1 Tu jsem viděl, jak z nebe sestupuje anděl, který má v ruce klíč od propasti a veliký řetěz.2 Zmocnil se draka, toho dávného hada, toho ďábla a satana,3 na tisíc let jej spoutal, uvrhl do propasti, uzamkl ji a zapečetil, aby již nemohl klamat národy, dokud se nedovrší těch tisíc let. Potom musí být ještě na krátký čas propuštěn. 4 Viděl jsem trůny a na nich usedli ti, jimž byl svěřen soud. Spatřil jsem také ty, kdo byli sťati pro svědectví Ježíšovo a pro slovo Boží, protože nepoklekli před dravou šelmou ani jejím obrazem a nepřijali její znamení na čelo ani na ruku. Nyní povstali k životu a ujali se vlády s Kristem na tisíc let. –5 Ostatní mrtví však nepovstanou k životu, dokud se těch tisíc let nedovrší. –6 To je první vzkříšení. Blahoslavený a svatý, kdo má podíl na prvním vzkříšení!

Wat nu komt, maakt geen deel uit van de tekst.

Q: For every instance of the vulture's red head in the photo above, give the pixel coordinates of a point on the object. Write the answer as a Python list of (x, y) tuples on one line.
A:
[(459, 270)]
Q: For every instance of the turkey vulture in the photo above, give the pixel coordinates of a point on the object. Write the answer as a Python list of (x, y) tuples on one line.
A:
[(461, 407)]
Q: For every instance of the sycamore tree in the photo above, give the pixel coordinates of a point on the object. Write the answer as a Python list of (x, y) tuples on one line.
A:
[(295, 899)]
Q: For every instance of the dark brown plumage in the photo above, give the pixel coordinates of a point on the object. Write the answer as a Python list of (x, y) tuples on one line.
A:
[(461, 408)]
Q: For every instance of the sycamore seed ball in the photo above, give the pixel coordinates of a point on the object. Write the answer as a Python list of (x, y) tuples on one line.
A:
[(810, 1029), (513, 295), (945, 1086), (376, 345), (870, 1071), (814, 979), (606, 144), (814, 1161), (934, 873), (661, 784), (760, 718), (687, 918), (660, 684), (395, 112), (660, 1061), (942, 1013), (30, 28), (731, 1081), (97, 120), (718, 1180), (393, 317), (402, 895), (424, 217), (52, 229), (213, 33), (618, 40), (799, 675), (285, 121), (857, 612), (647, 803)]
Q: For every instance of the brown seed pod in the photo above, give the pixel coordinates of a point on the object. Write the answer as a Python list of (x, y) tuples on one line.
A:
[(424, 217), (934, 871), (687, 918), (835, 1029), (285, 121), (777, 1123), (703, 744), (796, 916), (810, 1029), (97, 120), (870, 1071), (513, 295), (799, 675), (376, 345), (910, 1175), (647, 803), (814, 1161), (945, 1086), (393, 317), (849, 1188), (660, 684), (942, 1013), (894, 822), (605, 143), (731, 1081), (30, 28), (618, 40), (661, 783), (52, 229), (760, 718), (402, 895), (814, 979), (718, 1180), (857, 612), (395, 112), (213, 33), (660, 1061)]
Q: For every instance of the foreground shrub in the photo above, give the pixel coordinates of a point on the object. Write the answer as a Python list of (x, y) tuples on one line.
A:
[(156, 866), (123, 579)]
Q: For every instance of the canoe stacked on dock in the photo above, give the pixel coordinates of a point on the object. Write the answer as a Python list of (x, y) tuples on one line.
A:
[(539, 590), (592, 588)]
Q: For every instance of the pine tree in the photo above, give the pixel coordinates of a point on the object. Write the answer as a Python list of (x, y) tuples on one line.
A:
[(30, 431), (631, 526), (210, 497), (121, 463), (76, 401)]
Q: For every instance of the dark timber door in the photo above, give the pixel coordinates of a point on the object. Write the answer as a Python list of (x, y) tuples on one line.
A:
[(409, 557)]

Nad těmi druhá smrt nemá moci, nýbrž Bůh a Kristus je učiní svými kněžími a budou s ním kralovat po tisíc let.
— Konečné vítězství a soud
7 Až se dovrší tisíc let, bude satan propuštěn ze svého žaláře8 a vyjde, aby oklamal národy ve všech čtyřech úhlech světa, Góga i Magóga. Shromáždí je k boji a bude jich jako písku v moři.9 Viděl jsem, jak vystoupili po celé šíři země a obklíčili tábor svatých a město, které miluje Bůh. Ale sestoupil oheň z nebe a pohltil je.10 Jejich svůdce ďábel byl uvržen do jezera, kde hoří síra a kde je již dravá šelma i falešný prorok. A budou trýzněni dnem i nocí na věky věků. 11 A viděl jsem veliký bělostný trůn a toho, kdo na něm seděl; před jeho pohledem zmizela země i nebe a už pro ně nebylo místa.12 Viděl jsem mrtvé, mocné i prosté, jak stojí před trůnem, a byly otevřeny knihy. Ještě jedna kniha byla otevřena, kniha života. A mrtví byli souzeni podle svých činů zapsaných v těch knihách. 13 Moře vydalo své mrtvé, i smrt a její říše vydaly své mrtvé, a všichni byli souzeni podle svých činů.14 Pak smrt i její říše byly uvrženy do hořícího jezera. To je druhá smrt: hořící jezero.15 A kdo nebyl zapsán v knize života, byl uvržen do hořícího jezera.